Unfortunately, many people who commission research fail to understand this last point and, when asked for their theories and hypotheses, say things like “I want the research to be objective … I don’t want to taint the research with my prejudices … you just do the research, I’ll work out it means.” However, these people fail to recognize that in doing so they are maximizing their chance of getting useless research (in other words, finding out they are in the hot air balloon).
Standard Research Process
Briefing: the client articulates what they want to know (i.e., their objectives for the research). Most of the time, they will either be conducting research to gain one or more of specific estimates (e.g., market share, advertising recall, predictions) or insights. This briefing can be done verbally or in writing; the written document is called a brief in England and Australia and a request for proposal (or, RFP) in the US.
Project scoping: the researcher works out what the client needs. The project scoping needs to find one or more of: all the estimates the client requires; any hypotheses or theories of the client, and the behavior(s) in the market that the client wishes to change (most commonly, brand choice).
Research design: the plan by which estimates are going to be computed and models refined. Research designs are sometimes referred to as research methodologies. The 6Ws is a good aid memoir for making sure that all the detail of the research design has been thought through:
Who should be interviewed? What information should be obtained? When should the data be collected? Where should the data be collected? Why should the data be collected? What way should it be collected?
Proposal: this describes the research design to the client, along with pricing and timings. It is primarily a sales document. It is typically about six to twelve pages in length, but it can be as short as a one line email or as long as several hundred pages.
Instrument design: questionnaires are written for quantitative research, data capture specifications for observational studies and discussion guides for focus groups and depths (in-depth interviews). See Basic Questionnaires and Advanced Questions and Questionnaires for more information.
Data collection: interviewing and/or observation (e.g., recording where people go in a shopping center). This will typically involve qualitative research, conducting a quantitative survey with a questionnaire or a both of these activities.
Data processing: erroneous data is identified and either deleted or corrected (cleaned), and text data is turned into categorical data (coded).
Weighting: the distribution of the sample on key variables is compared to what is believed to be the correct distribution; if the distributions differ, a weight is computed to correct the sample (this is discussed in more detail in the next chapter).

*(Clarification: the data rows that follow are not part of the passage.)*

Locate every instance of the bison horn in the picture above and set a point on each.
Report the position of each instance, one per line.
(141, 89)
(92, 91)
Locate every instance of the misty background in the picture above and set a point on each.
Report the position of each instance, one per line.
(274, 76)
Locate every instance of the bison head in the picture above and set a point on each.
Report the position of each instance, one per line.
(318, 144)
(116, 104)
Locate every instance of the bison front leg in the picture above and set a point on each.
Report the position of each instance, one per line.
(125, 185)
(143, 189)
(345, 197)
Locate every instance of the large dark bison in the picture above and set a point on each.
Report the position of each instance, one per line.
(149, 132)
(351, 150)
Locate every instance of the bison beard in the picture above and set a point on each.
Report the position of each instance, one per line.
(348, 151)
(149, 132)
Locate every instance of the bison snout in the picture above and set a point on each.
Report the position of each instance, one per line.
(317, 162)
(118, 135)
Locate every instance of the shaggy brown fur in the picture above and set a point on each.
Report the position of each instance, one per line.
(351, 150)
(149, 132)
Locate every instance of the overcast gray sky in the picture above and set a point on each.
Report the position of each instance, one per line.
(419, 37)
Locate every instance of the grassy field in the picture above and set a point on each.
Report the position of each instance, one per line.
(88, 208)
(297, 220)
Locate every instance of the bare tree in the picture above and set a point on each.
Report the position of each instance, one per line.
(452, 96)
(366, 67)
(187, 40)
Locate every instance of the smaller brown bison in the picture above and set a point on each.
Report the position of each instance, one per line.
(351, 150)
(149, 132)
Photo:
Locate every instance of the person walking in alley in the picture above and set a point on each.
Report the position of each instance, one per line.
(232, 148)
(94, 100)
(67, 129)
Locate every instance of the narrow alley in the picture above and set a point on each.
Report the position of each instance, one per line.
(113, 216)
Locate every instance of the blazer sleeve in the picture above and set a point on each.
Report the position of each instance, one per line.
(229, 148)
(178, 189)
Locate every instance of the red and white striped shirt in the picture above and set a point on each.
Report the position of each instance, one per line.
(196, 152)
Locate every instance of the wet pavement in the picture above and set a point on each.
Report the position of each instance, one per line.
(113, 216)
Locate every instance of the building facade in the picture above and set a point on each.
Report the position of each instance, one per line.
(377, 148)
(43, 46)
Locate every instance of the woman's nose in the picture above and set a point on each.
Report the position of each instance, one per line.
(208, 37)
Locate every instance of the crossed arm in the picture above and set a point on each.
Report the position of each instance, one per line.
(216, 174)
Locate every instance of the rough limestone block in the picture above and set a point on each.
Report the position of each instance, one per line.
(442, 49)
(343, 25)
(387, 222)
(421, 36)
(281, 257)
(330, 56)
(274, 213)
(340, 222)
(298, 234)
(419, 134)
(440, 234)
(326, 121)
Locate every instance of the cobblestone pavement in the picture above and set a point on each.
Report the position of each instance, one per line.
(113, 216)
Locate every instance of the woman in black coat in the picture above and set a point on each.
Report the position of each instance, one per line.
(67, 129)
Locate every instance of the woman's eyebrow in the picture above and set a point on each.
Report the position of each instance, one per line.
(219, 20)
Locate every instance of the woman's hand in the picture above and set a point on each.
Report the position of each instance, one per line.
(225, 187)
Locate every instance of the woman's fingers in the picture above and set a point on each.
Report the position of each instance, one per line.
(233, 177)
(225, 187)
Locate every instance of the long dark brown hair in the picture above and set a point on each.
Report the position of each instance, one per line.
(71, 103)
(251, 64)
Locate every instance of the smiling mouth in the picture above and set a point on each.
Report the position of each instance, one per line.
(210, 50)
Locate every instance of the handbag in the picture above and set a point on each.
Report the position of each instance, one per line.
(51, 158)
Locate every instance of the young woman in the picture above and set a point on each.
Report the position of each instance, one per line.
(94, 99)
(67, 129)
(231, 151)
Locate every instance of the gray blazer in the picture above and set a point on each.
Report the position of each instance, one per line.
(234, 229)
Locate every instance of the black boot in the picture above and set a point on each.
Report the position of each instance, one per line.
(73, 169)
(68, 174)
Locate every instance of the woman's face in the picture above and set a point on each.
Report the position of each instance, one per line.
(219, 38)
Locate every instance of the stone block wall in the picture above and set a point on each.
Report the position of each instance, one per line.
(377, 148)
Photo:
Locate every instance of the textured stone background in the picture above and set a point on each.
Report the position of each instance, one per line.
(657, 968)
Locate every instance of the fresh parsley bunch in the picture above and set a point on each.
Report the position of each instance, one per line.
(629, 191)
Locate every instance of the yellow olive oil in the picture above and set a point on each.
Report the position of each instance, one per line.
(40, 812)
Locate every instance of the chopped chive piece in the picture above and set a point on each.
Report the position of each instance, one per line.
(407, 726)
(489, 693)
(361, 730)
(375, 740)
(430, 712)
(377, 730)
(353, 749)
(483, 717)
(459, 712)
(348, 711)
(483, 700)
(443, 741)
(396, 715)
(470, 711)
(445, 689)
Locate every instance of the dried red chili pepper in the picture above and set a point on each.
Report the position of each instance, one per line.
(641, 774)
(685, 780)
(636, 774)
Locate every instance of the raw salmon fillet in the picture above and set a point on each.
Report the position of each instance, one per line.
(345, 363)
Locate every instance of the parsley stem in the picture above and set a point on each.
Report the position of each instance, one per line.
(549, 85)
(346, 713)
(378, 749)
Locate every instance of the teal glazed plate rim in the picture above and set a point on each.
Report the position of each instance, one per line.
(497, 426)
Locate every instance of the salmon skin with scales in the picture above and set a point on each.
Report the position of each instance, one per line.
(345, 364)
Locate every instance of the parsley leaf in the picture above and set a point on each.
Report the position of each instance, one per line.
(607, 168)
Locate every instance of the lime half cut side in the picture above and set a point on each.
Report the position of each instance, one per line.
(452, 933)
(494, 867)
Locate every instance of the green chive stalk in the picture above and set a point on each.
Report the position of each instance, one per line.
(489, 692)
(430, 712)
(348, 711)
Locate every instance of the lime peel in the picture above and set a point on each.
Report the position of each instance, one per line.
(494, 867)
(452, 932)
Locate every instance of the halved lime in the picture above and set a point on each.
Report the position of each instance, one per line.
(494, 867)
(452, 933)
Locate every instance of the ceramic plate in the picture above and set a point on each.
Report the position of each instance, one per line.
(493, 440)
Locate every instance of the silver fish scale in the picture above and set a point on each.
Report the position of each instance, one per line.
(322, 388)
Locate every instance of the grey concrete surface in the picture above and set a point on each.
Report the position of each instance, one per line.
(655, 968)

Analysis: estimates are computed and models are refined. This can take many months, in the case of large strategic pieces and government reports, or may be as limited as a bit of reflection in the shower for a fast turnaround qualitative study. This is discussed in more detail in Basic Data Analysis and Advanced Data Analysis
Reporting: sharing the results with the client. Most of the time this is done with a presentation and a PowerPoint document, and perhaps an online dashboard.